Friday, July 11, 2008

Not so great and pretty blah

Finished The Magus today. It was fairly disappointing, even more so because everyone else who's read it worships it like a golden cow. It's very much closer to an ordinary cow, one that tips over like the Titanic once you've eaten half of it. The book builds up a nice momentum of mystery and suspense, and then suddenly halfway through, swerves into ridiculousness. If Spiderman and Count Chocula suddenly showed up, it wouldn't make the book worse. Kidnappings on even pages, "is this real? Wait, what is real?" on odd pages, and an occasional full-out Halloween dress-up parade thrown in for good measure. The book eventually cops out with a sort of "oh, everyone except two characters don't actually have souls - that's why they can assume every personality, as well as none." The ending is of course inconclusive and unsatisfying, unless you stay until after the credits, and hear Samuel Jackson's parting Latin peroration. The line literally translates to: "Male Romantic Lead and Female Romantic Lead #6 eventually get back together," but really says: "you've just wasted some time you could have spent rereading Catch-22. Sucker!"

Saw Hellboy II: The Golden Army to clear my head. After 600 pages of golden cow, it was like going to the bathroom after a hot-dog eating competition (pure relief, not pure shit if that's what you were thinking). The plot is devastatingly simple: There's some dude who hasn't gotten a tan in thousands of years, and that REALLY pisses him off.
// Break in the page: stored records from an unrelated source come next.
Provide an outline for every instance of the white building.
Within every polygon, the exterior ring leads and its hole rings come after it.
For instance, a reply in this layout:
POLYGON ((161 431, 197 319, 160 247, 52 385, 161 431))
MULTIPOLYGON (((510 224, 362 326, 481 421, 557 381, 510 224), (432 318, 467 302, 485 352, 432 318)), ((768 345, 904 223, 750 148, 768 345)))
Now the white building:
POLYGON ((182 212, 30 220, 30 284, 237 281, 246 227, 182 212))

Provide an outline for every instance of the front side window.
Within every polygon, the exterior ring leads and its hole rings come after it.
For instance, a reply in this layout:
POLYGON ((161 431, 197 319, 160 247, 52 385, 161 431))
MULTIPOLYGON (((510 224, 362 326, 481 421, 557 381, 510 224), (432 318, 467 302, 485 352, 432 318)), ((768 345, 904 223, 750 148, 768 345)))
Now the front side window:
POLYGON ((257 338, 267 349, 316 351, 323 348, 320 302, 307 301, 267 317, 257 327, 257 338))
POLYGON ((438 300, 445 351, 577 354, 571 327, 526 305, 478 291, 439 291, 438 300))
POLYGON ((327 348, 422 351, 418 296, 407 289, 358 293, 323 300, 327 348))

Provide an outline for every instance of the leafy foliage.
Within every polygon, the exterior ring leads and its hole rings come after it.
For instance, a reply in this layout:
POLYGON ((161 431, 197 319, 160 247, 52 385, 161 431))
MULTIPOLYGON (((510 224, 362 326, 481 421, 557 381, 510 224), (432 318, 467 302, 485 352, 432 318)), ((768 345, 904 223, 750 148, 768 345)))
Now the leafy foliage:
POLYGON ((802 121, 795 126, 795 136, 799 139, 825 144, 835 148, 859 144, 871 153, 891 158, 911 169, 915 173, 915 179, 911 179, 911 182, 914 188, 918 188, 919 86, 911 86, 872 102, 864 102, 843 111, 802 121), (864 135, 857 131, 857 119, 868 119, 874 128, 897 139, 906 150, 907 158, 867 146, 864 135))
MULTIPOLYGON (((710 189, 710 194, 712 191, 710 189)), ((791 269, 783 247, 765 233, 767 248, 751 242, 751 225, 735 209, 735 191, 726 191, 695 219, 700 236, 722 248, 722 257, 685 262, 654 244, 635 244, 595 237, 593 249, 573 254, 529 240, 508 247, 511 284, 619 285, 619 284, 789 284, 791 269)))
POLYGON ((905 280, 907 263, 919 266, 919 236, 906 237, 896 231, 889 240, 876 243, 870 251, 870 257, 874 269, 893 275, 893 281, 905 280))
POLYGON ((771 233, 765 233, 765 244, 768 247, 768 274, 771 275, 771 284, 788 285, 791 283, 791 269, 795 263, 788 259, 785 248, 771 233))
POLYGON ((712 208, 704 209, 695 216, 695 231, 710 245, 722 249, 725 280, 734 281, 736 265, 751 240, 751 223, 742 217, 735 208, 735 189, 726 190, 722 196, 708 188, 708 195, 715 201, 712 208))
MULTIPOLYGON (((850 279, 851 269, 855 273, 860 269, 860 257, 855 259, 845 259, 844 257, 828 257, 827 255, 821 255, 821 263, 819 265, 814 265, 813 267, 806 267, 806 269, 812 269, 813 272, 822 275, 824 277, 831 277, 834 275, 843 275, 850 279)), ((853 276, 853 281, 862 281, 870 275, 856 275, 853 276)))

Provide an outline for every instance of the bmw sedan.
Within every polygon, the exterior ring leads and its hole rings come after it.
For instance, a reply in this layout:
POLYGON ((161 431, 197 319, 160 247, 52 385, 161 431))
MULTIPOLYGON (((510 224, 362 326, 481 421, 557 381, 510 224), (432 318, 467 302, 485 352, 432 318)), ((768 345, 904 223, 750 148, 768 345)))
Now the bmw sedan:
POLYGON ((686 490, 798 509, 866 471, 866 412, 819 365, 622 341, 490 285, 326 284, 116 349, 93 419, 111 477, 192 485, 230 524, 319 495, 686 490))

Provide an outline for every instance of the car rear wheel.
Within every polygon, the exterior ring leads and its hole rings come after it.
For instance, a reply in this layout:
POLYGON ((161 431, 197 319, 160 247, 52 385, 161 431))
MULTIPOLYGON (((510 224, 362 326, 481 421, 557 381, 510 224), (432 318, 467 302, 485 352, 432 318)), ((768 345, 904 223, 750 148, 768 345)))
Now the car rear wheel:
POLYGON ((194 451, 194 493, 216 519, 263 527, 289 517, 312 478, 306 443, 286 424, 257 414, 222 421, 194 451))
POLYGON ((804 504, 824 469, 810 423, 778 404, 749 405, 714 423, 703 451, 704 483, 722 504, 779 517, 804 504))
To get revenge, he's summoned a bajillion gold-plated T1000's from the future. All he now needs is the golden party hat which allows the wearer to make the T1000's do his bidding - dance, play fetch, kill everyone on the planet - the usual. Hellboy finds this poor bastard, rips his face off, rips his head off, rips out his arms and legs, and enslaves his family. Now that's good old American fun.

Oh, forgot to tell you, this is a split-screen movie. While all this is happening on one side of the screen, Selma Blair showcases booty-shorts and full-coverage panties on the other. Booty to ass-kicking ratio is shamefully low, but hey, that's what the Internet's for.